Plusieurs cordes à son arc
Le groupe passe dans la carrière et commence par quelques tours de piste, tentant de garder le cap malgré la présence près du carré de sable de jeunes chiots qui intimident les montures. Au loin paissent quelques équidés dans un pré. «Ce sont des chevaux de sport, indique Chantal Pape-Juillard. Après une journée dehors, ils seront détendus pour travailler tout à l’heure. J’essaie d’exercer chaque bête deux fois par semaine.»
La juge d’équitation est chargée de leur suivi tout au long de l’année, collaborant pour la vente avec sa belle-fille Carola qui forme les jeunes chevaux sous la selle, tandis que son mari et son fils se consacrent davantage aux travaux des champs de juin à septembre. «On sait quand un taureau est prêt pour la viande, alors qu’on ne peut prévoir combien de chevaux seront vendus dans le mois, note-t-elle. Mais les factures continuent d’arriver, donc on ne met pas tous nos œufs dans le même panier. C’est un métier de passion, devenu moins rémunérateur. Notre structure est solide parce que nous faisons tout nous-mêmes. Si on doit payer pour former ses poulains, ça ne rapporte rien. Pour beaucoup, l’élevage est un à-côté, ce qui pousse certains à vendre à bas prix.»

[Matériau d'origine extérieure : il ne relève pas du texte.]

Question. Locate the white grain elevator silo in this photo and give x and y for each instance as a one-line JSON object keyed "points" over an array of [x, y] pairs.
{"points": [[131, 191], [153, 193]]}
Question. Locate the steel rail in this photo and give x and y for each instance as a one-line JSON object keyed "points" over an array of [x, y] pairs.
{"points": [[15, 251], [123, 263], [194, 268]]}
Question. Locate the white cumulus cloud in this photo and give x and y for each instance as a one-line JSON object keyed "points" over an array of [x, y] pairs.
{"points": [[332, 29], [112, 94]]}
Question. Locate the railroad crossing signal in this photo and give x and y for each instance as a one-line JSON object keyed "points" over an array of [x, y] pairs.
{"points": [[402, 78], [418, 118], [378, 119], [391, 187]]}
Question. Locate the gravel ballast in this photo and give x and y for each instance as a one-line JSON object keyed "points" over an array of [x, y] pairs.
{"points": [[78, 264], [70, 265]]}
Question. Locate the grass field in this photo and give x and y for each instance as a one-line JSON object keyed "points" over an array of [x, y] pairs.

Sélectionner pour l’avenir
Les élèves s’entraînent à franchir une croix. Une petite écuyère récompense un joli saut de baisers sur l’encolure. La prévenance d’une jument, qui freine son élan quand elle sent sa cavalière glisser, enorgueillit la monitrice. C’est une qualité typique de la race que les poulains acquièrent au contact des autres, et pour laquelle l’éleveuse garde tout son engouement malgré les maladies génétiques pesant ces dernières années sur les lignées.

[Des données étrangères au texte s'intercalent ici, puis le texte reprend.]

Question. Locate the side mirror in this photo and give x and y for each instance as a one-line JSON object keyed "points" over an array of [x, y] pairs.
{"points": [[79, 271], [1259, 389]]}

«Pour deux d’entre elles, les deux parents doivent être porteurs pour faire courir un risque au poulain, les règles ont été assouplies, relève-t-elle. Mais la PSSM (myopathie de stockage de polysaccharides), qu’un seul des géniteurs peut transmettre, est vraiment à éradiquer. La race a aussi besoin de diversité dans les croisements. Nos poulains de l’année sont tous issus d’un étalon différent. Et je m’apprête à traverser la Suisse jusque vers Vaduz pour faire saillir une jument par un reproducteur que j’apprécie.»

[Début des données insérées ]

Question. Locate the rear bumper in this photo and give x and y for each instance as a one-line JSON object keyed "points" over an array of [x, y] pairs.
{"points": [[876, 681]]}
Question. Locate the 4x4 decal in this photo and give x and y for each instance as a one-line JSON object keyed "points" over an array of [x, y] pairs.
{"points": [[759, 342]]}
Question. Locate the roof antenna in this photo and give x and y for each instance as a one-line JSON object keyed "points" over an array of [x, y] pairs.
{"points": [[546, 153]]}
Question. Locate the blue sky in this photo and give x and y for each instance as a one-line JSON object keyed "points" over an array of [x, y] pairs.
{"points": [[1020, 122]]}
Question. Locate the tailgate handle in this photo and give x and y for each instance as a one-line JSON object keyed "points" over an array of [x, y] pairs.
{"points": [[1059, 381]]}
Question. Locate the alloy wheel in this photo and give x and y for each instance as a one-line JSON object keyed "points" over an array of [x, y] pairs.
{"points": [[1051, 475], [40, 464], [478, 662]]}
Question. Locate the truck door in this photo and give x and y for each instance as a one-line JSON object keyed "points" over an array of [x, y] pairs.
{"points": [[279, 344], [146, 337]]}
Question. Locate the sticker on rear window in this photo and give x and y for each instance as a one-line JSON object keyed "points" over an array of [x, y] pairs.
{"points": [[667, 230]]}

Les jeunes filles sortent de la carrière pour aller desseller leur compagnon. À l’écurie, la vétérinaire s’active au chevet d’Élégante, sous l’œil inquiet que sa fille Rebelle glisse par la lucarne. Sur un cheptel de 150 têtes, des soins sont souvent requis. Un peu plus encore en période de naissances.
Trois maladies héréditaires
«La myopathie de stockage de polysaccharides (PSSM) présente un risque pour le poulain avec un seul parent porteur et est cause d’exclusion pour un étalon reproducteur, indique Pauline Queloz, gérante de la FSFM. Depuis 2026, on n’exclut plus les porteurs de fibrose hépatique de Caroli (CLF) et de pancréatite induite par l’hypertriglycéridémie (HIP) , dues à un gène récessif, mais on encourage à tester aussi les juments via des commandes groupées. L’idée est de favoriser la diversité génétique, qui peut se calculer pour de futurs croisements via poulainvirtuel.ch.»